Tuesday, December 04, 2007

There’s no way the hitchhiker could sleep. Every time he closed his eyes, he would see a bright blue afterimage of the room; like a photo negative, except it would shimmer with the brilliance of a summer’s day. Between the peyote aftereffects and the sight of a pretty young thing –no matter how banged up and damaged- in the next bed over, the hitchhiker burned with the desire to not only stay awake, but to wrench as much out of these pre-dawn hours as he could. Unfortunately, the driver had already once stepped in and spoiled his fun, just as things were getting good. The hitchhiker’s restlessness led him to wonder what lay beyond that peeling motel door; what unknown opportunities –for fun, for mischief, for anything- would rear their head once he stepped out into the gray pre-dawn outside.

Much as he expected, the air was shockingly cold –like the driver, he considered his clothing needs only as far as the modest chill of the California desert. It woke him up further -not the effect he was looking for- until he thought the wet in his eyes would freeze over; but they only became wetter. The immediate freeze had originally made him double over, but he was soon able to straighten himself up and greet the barely brightening sky over Lincoln.

Water towers and the masonry of roofs could not have stood more still, nor have hid in greater relief from the streetlamps below.
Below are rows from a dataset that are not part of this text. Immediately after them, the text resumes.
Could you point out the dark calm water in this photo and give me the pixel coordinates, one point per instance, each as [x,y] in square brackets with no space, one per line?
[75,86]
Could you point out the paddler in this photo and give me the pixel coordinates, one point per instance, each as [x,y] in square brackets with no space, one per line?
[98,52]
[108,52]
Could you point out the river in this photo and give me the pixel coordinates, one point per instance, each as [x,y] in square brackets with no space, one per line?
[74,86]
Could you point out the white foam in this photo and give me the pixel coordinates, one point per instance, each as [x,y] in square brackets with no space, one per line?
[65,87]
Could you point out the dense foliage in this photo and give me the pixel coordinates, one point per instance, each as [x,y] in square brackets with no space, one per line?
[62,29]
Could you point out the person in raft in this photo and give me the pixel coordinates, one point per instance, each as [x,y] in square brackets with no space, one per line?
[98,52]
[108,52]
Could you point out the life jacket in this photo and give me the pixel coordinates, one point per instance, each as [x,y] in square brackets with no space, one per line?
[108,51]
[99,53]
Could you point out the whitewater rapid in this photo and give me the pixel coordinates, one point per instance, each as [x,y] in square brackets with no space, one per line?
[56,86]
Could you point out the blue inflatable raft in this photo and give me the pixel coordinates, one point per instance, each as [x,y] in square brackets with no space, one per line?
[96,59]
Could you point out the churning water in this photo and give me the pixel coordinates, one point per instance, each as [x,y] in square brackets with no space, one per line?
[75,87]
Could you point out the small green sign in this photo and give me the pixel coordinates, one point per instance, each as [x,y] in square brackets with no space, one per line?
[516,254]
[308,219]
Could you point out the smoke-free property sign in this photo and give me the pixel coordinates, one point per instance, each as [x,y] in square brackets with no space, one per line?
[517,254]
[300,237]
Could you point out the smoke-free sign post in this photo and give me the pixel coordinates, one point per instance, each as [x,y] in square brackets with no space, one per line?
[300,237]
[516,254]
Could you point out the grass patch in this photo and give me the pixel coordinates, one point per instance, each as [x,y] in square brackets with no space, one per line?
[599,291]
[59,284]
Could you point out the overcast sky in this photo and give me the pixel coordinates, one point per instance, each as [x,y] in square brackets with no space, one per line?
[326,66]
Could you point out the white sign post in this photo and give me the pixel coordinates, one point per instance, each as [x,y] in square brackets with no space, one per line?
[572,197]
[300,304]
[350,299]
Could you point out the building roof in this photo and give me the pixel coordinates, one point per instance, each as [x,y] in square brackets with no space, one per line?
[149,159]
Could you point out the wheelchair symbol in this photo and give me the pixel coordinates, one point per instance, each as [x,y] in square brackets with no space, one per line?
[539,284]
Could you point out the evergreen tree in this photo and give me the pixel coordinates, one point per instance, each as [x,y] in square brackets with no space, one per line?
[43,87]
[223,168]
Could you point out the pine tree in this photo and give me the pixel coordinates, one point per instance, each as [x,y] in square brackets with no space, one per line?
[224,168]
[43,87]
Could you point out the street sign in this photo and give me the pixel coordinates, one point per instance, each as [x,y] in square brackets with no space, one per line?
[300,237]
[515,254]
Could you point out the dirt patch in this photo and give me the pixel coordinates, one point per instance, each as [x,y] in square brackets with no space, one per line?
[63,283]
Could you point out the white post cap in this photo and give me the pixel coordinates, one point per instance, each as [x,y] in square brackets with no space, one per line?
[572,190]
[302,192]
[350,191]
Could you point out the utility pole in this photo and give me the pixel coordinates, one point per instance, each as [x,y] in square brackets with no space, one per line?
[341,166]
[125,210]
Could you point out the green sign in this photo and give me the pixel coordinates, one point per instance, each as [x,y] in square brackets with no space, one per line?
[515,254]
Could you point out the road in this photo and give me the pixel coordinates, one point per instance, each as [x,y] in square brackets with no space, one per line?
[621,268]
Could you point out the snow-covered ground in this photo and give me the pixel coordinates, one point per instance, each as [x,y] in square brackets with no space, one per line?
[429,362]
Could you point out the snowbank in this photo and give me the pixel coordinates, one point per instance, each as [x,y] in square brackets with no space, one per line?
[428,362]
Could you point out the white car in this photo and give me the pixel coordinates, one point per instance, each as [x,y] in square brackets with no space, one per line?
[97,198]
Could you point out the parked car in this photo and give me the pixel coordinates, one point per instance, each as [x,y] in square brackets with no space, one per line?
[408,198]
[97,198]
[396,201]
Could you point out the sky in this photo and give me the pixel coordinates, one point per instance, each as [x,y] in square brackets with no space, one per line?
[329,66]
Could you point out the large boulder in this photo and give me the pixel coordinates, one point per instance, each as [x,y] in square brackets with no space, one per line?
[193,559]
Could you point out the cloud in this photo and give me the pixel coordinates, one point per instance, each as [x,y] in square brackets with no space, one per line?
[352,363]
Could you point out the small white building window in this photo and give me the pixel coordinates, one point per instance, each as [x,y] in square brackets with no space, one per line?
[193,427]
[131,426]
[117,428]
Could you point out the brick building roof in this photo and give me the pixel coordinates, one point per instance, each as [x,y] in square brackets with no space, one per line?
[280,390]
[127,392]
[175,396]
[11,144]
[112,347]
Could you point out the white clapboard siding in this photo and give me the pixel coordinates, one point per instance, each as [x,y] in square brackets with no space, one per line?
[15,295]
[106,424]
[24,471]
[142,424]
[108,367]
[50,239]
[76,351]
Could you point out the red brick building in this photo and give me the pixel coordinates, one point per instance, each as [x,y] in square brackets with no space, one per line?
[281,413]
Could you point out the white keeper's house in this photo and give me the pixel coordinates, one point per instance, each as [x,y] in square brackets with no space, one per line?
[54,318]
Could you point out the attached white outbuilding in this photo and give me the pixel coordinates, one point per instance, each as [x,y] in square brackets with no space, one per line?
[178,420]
They were glossed with an unnatural painterly quality, as if the whole night had passed through and left them coated in a residue of its black-but-crystal-clear lacquer. If the whole scene had collapsed as one Hollywood backdrop, the hitchhiker would hardly have been surprised.

Besides gazing at its modest skyline, Lincoln, Nebraska doesn’t offer much else for the early riser (or for those to skip bed entirely). The motel is lit in a gentle, but lonely, glow from a coffee shop next door. It catches the hitchhiker’s attention. It must be a twenty-four hour operation, but there is no one inside apart from a young clerk in a white apron. The oversized booths lining the wall of windows seem a bit uninviting, but there’s one of about a dozen stools at the counter with the hitchhiker’s name on it (or maybe it just reads “the hitchhiker”) and he’s as good as inside from the moment he sets foot down the motel’s second-story staircase.

The clerk doesn’t show it, but he’s glad to see another living soul, even if it is the unenviable sight of an unkempt hitchhiker. The sugary smell of glaze will do well to hide the no-doubt gamey confirmation of his past two days and counting on the road. The hitchhiker allows the scent of brewing coffee and warm pastries to fill his nostril, before shortly filling his belly.